A double wedding of twins in Nigeria has the British Commonwealth reaching for the champagne flutes. Four people, two couples, one ceremony. The organisers call it a ‘celebration of unity’. I call it a perfect symbol of an institution desperate for relevance. Two pairs of identical twins, marrying each other, under the approving gaze of a decaying Commonwealth? It is a metaphor so glaringly obvious that even the most incurious observer might blush.
Let us first address the matter of the nuptials themselves. Two men who look exactly alike, two women who look exactly alike, swapping vows. This is not merely a wedding; it is a biological and social hall of mirrors. The couples will presumably produce children who are genetic siblings to each other, a genealogical knot that would baffle a medieval herald. But this is not a critique of their love. Love, after all, is a mysterious and often ridiculous force. What is ridiculous is the Commonwealth’s eagerness to claim this event as its own. ‘Unity’, they say. But unity of what? A union of four people who already share the same DNA? That is not unity; that is redundancy.
The Commonwealth, that genteel ghost of empire, has long been searching for a purpose. It hosts games, issues statements, and poses for photographs. But its constituent nations are increasingly indifferent. Canada mutters about republicanism, Australia drifts towards Asia, and the Caribbean states muse about reparations. And now, Nigeria? Nigeria, the giant of Africa, with a population larger than the entire Commonwealth combined, is being asked to find unity in a photo opportunity. Two twins marrying two twins is not a symbol of Commonwealth cohesion; it is a distraction from the fact that the Commonwealth has no idea what it stands for.

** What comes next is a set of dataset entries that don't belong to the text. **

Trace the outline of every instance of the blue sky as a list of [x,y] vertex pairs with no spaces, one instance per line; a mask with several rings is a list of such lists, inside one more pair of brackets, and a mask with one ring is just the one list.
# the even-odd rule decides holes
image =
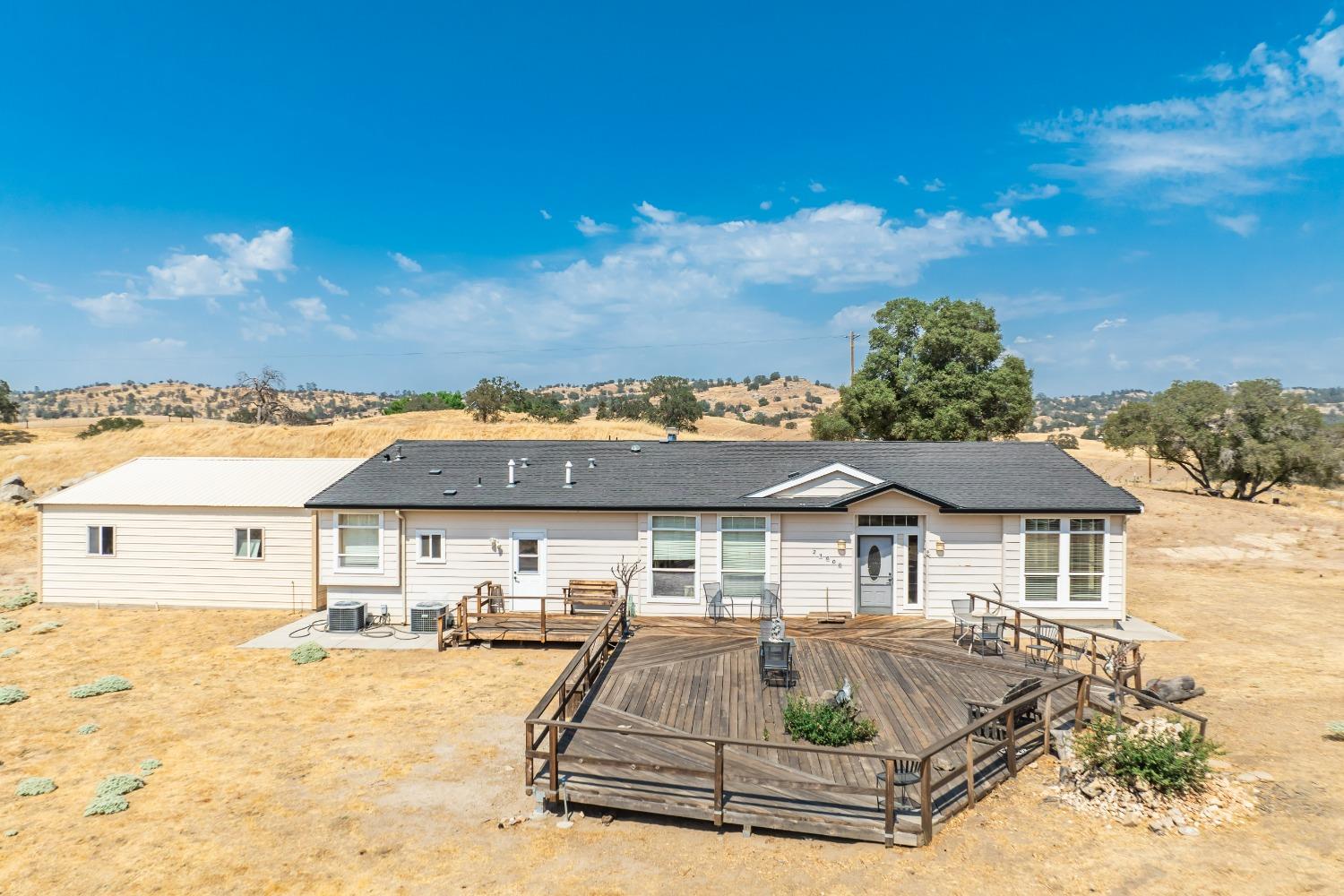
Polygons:
[[278,5],[7,12],[0,377],[839,383],[946,294],[1050,394],[1344,383],[1329,5]]

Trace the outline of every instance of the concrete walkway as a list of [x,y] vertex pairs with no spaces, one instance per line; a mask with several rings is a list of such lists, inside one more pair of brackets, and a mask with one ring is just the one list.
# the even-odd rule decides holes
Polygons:
[[286,622],[274,631],[253,638],[242,647],[270,647],[293,650],[301,643],[314,642],[328,650],[435,650],[434,634],[411,634],[409,626],[375,626],[362,633],[324,631],[327,614],[313,613],[302,619]]

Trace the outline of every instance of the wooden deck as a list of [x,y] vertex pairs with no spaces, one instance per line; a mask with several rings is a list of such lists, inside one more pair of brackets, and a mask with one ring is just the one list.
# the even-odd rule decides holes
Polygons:
[[[1001,746],[972,743],[962,700],[996,701],[1009,685],[1042,676],[1023,654],[968,656],[949,625],[919,618],[786,623],[797,639],[797,684],[789,689],[759,681],[755,622],[633,621],[633,634],[609,645],[610,658],[597,674],[571,676],[556,713],[530,717],[527,783],[593,806],[918,845],[1039,756],[1050,719],[1071,715],[1087,686],[1078,673],[1044,673],[1046,686],[1058,688],[1047,697],[1046,724],[1023,732],[1009,758]],[[593,665],[590,656],[571,664]],[[792,743],[785,700],[818,697],[845,677],[878,724],[876,740],[847,750]],[[564,724],[538,739],[532,723],[543,717]],[[552,754],[538,748],[547,736],[556,768]],[[919,759],[923,780],[888,817],[887,799],[879,799],[886,793],[902,803],[902,790],[883,791],[878,772],[894,758]],[[969,797],[968,771],[974,778]]]

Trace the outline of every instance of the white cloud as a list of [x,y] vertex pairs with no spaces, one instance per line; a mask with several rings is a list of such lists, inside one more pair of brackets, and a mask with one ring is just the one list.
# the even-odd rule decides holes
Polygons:
[[1038,199],[1054,199],[1059,195],[1055,184],[1031,184],[1030,187],[1009,187],[995,199],[996,206],[1030,203]]
[[331,282],[325,277],[319,275],[317,277],[317,285],[321,286],[323,289],[325,289],[332,296],[349,296],[349,290],[343,289],[341,286],[337,286],[336,283]]
[[[1008,211],[953,211],[909,226],[856,203],[802,208],[780,220],[642,218],[599,258],[464,279],[437,296],[390,305],[379,332],[434,341],[444,332],[469,330],[482,345],[531,348],[573,337],[590,343],[594,334],[607,344],[667,341],[669,333],[687,340],[814,339],[814,325],[773,310],[767,296],[905,286],[934,262],[1043,232],[1038,222]],[[871,326],[864,312],[851,314],[855,326]],[[848,321],[841,312],[835,325]]]
[[1250,212],[1242,215],[1210,215],[1212,222],[1219,227],[1226,227],[1238,236],[1250,236],[1259,227],[1259,215],[1253,215]]
[[1344,28],[1331,23],[1292,50],[1258,44],[1236,67],[1204,71],[1200,95],[1060,114],[1024,128],[1066,148],[1038,165],[1094,195],[1204,204],[1281,187],[1310,159],[1344,154]]
[[280,314],[266,302],[265,296],[258,296],[250,302],[238,302],[238,332],[249,343],[265,343],[273,336],[286,333]]
[[578,228],[578,231],[585,236],[599,236],[601,234],[610,234],[616,231],[616,224],[599,224],[587,215],[579,215],[574,227]]
[[239,234],[211,234],[222,255],[188,255],[175,253],[163,267],[151,265],[151,298],[187,298],[202,296],[238,296],[262,271],[285,278],[293,269],[294,232],[289,227],[263,230],[251,239]]
[[130,293],[103,293],[97,298],[79,298],[74,306],[89,314],[95,326],[126,326],[140,322],[145,308]]
[[675,211],[664,211],[657,206],[650,206],[649,203],[640,203],[634,207],[634,211],[640,212],[652,222],[657,222],[659,224],[671,224],[676,220]]

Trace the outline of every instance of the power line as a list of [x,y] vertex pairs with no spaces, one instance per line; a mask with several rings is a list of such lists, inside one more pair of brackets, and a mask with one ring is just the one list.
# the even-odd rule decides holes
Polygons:
[[[265,355],[165,355],[152,360],[214,360],[214,361],[245,361],[245,360],[304,360],[304,359],[358,359],[358,357],[458,357],[468,355],[538,355],[542,352],[550,353],[564,353],[564,352],[617,352],[617,351],[637,351],[637,349],[661,349],[661,348],[712,348],[719,345],[762,345],[762,344],[775,344],[775,343],[808,343],[817,340],[836,340],[836,339],[849,339],[848,334],[841,336],[794,336],[784,339],[742,339],[742,340],[718,340],[718,341],[704,341],[704,343],[644,343],[644,344],[629,344],[629,345],[555,345],[555,347],[540,347],[540,348],[466,348],[456,351],[441,351],[441,352],[306,352],[306,353],[265,353]],[[82,356],[82,357],[19,357],[12,359],[11,363],[15,364],[63,364],[75,361],[144,361],[151,360],[144,355],[134,357],[112,357],[112,356]]]

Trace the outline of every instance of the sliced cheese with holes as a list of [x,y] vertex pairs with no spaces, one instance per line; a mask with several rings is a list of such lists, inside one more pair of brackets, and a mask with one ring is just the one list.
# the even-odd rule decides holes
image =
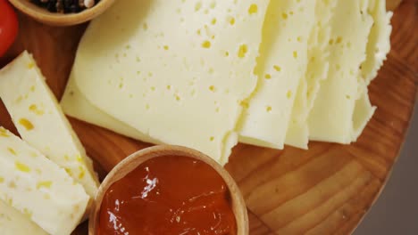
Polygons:
[[367,12],[373,18],[373,25],[367,43],[366,60],[362,64],[361,72],[365,85],[368,85],[376,77],[390,51],[390,18],[393,13],[386,12],[386,1],[369,0],[366,3]]
[[363,85],[360,65],[372,24],[362,0],[338,0],[331,20],[330,69],[309,114],[310,139],[350,143],[355,106]]
[[291,121],[285,143],[307,149],[309,127],[307,117],[318,93],[321,81],[327,77],[329,68],[330,19],[336,1],[316,0],[315,20],[308,40],[308,65],[302,77],[293,106]]
[[295,97],[307,68],[315,1],[272,1],[257,61],[259,83],[240,125],[246,143],[282,149]]
[[79,91],[75,83],[74,77],[70,77],[60,104],[66,115],[77,119],[94,124],[133,139],[156,144],[159,143],[148,135],[140,133],[92,105]]
[[364,91],[364,92],[361,94],[360,99],[355,101],[353,113],[352,142],[357,141],[357,138],[363,133],[363,130],[376,111],[376,107],[372,106],[372,103],[370,102],[367,87],[365,87]]
[[63,168],[0,127],[0,199],[53,235],[79,224],[89,197]]
[[88,26],[71,76],[114,118],[225,164],[257,82],[268,3],[117,1]]
[[27,215],[0,200],[0,234],[2,235],[47,235]]
[[98,181],[92,161],[27,52],[0,70],[0,98],[22,139],[65,168],[94,198]]

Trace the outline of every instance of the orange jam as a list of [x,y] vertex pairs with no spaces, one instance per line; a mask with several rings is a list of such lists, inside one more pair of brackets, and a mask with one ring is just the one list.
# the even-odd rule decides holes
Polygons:
[[222,177],[188,157],[154,158],[106,191],[97,235],[237,234]]

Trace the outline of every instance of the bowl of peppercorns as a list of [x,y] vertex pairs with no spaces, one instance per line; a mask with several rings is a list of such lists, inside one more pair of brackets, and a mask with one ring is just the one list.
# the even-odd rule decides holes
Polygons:
[[36,20],[54,26],[84,23],[103,13],[114,0],[10,0]]

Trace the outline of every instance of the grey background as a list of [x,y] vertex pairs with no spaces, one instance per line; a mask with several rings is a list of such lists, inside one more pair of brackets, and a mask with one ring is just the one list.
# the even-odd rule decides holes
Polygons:
[[418,104],[392,175],[354,235],[418,235]]

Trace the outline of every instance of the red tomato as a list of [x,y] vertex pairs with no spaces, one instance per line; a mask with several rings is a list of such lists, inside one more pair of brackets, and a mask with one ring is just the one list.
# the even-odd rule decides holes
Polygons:
[[16,12],[7,0],[0,0],[0,57],[9,49],[18,31]]

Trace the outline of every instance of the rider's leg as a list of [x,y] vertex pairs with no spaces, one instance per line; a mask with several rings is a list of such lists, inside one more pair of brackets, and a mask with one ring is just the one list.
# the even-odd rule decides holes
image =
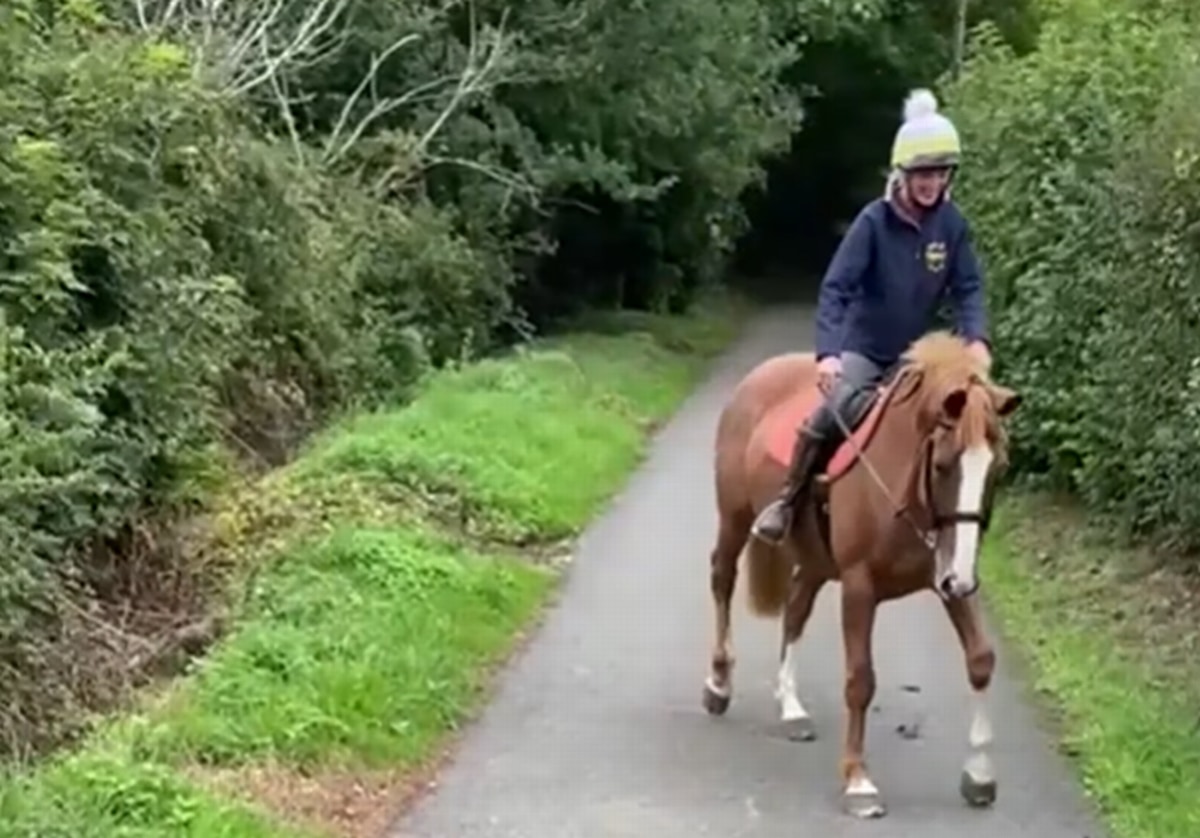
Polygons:
[[[842,355],[842,373],[833,393],[814,412],[796,435],[792,462],[779,496],[754,522],[751,533],[768,544],[784,540],[792,526],[792,514],[799,507],[812,477],[838,450],[845,438],[841,425],[853,427],[870,402],[870,388],[884,376],[884,367],[854,353]],[[838,421],[841,417],[841,423]]]

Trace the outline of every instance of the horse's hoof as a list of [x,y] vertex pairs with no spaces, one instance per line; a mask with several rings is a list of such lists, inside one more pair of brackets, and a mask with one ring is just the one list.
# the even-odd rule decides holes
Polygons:
[[784,722],[784,735],[792,742],[811,742],[817,737],[817,726],[811,716]]
[[728,693],[719,693],[713,689],[709,683],[704,684],[704,710],[708,711],[709,716],[725,716],[725,711],[730,708],[730,701],[733,696]]
[[841,796],[841,800],[846,814],[862,820],[882,818],[888,813],[887,807],[883,806],[883,798],[877,791],[865,794],[846,792]]
[[959,779],[959,794],[967,806],[983,809],[996,802],[996,780],[977,780],[970,771]]

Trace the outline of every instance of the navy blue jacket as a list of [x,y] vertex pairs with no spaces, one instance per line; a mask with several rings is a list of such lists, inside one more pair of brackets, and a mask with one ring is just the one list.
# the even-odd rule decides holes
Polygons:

Consider the historical parallels. The late Roman Empire, in its death throes, would stage ever more extravagant games to distract the populace from collapsing infrastructure and barbarian invasions. The Victorian era, with its rigid social codes, celebrated bizarre marriages between cousins to consolidate wealth and titles. Now, in the twilight of the post-colonial order, we dress up a genetic curiosity as a triumph of unity. It is intellectual decadence of the highest order. We have run out of ideas, so we celebrate the meaningless.
National identity, particularly in a place like Nigeria, should be forged in the crucible of shared struggle, economic development, and cultural achievement. Not in a wedding that is, let us be frank, a statistical anomaly dressed in white. What does this marriage mean for the average Nigerian struggling with power cuts, corruption, or the threat of insurgency? It means nothing. It is a gilded bauble for the international press to coo over while the real work of building a nation goes ignored.
And the Commonwealth’s role? It is the equivalent of a retired uncle who turns up at a family party, eats the food, makes a speech no one listens to, and then wonders why no one invites him next year. The ‘British’ Commonwealth, they still call it, as if the sun never set. But the sun has set. It set decades ago. And this wedding is not a dawn, it is a crepuscular glare.
Do not misunderstand me. I wish the two couples well. May they find happiness in their mirrored lives. But let us not pretend that their union is a political statement. It is a human interest story. And the Commonwealth, in its desperation to seem relevant, has snatched at it like a child grabbing at a shiny piece of plastic. It is beneath them. But then again, perhaps they have no other option. When your empire has crumbled, your culture has been diluted, and your purpose is unclear, you celebrate anything. Even a marriage that makes incest look simple.
In the end, this is a parable for our times. We are so starved of genuine unity that we must manufacture it from the genetic lottery. The twins and their twins will go home, the cameras will leave, the Commonwealth officials will return to their offices in London, and Nigeria will continue its long, difficult journey. The wedding will be a footnote in a history book no one reads. And perhaps, in a hundred years, some future contrarian will write about how the empire’s last gasp was celebrated with a double wedding in Lagos. They will call it the ‘Marriage of the Mirrors’. And they will laugh.